In [1]:
%matplotlib inline
import numpy as np
import pandas as pd
import scipy
import sklearn
import spacy
import matplotlib.pyplot as plt
import seaborn as sns
import re
import nltk
from nltk.corpus import gutenberg, stopwords

In [2]:
# Utility function to clean text.
def text_cleaner(text):
    
    # Visual inspection shows spaCy does not recognize the double dash '--'.
    # Better get rid of it now!
    text = re.sub(r'--',' ',text)
    
    # Get rid of headings in square brackets.
    text = re.sub("[\[].*?[\]]", "", text)
    
    # Get rid of chapter titles.
    text = re.sub(r'Chapter \d+','',text)
    
    # Get rid of extra whitespace.
    text = ' '.join(text.split())
    
    return text


# Import all the Austen in the Project Gutenberg corpus.
austen = ''
for novel in ['persuasion','emma','sense']:
    work = gutenberg.raw('austen-' + novel + '.txt')
    austen = austen + work
    
chesterton=''
for novel in ['chesterton-ball.txt', 'chesterton-brown.txt', 'chesterton-thursday.txt']:
    work = gutenberg.raw(novel)
    chesterton += work

# Clean the data.
austen_clean = text_cleaner(austen[:1000000])
chesterton_clean = text_cleaner(chesterton[:1000000])

In [3]:
# Parse the data. This can take some time.
nlp = spacy.load('en')
austen_doc = nlp(austen_clean)
chesterton_doc=nlp(chesterton_clean)

In [4]:
# Organize the parsed doc into sentences, while filtering out punctuation
# and stop words, and converting words to lower case lemmas.

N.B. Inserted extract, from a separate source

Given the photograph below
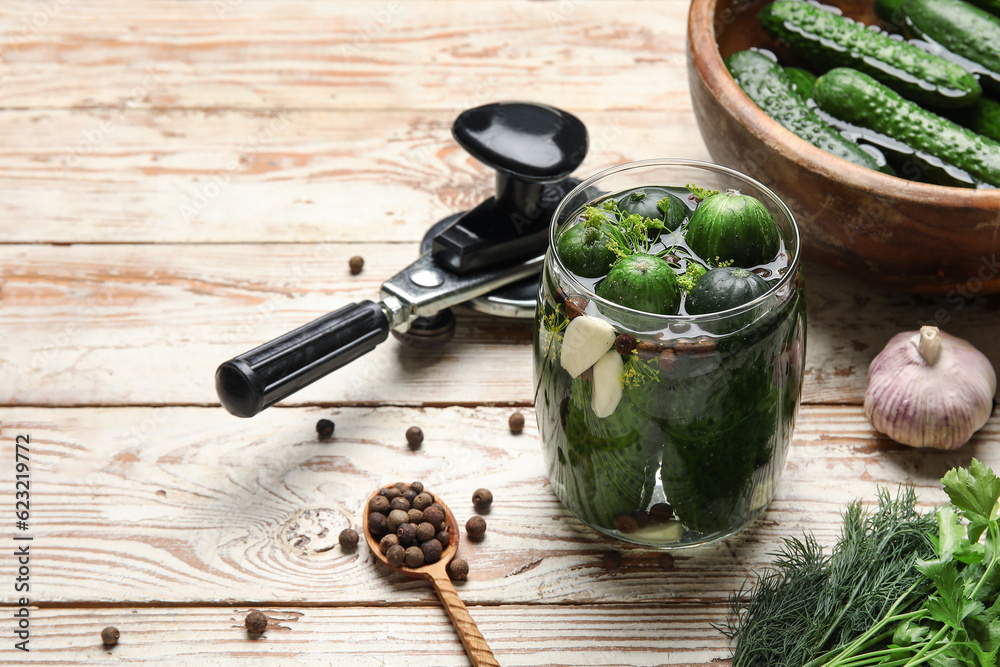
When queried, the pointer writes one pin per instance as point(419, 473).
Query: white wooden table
point(180, 181)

def doc2sentences(nlpdoc):
    sentences = []
    for sentence in nlpdoc.sents:
        sentence = [
            token.lemma_.lower()
            for token in sentence
            if not token.is_stop
            and not token.is_punct
        ]
        sentences.append(sentence)
    return sentences

sentences = doc2sentences(austen_doc)
chesterton_sentences = doc2sentences(chesterton_doc)


print(sentences[20])
print('Austen has {} sentences and {} tokens.'.format(len(sentences), len(austen_clean)))
print('Chesterton has {} sentences and {} tokens.'.format(len(chesterton_sentences), len(chesterton_clean)))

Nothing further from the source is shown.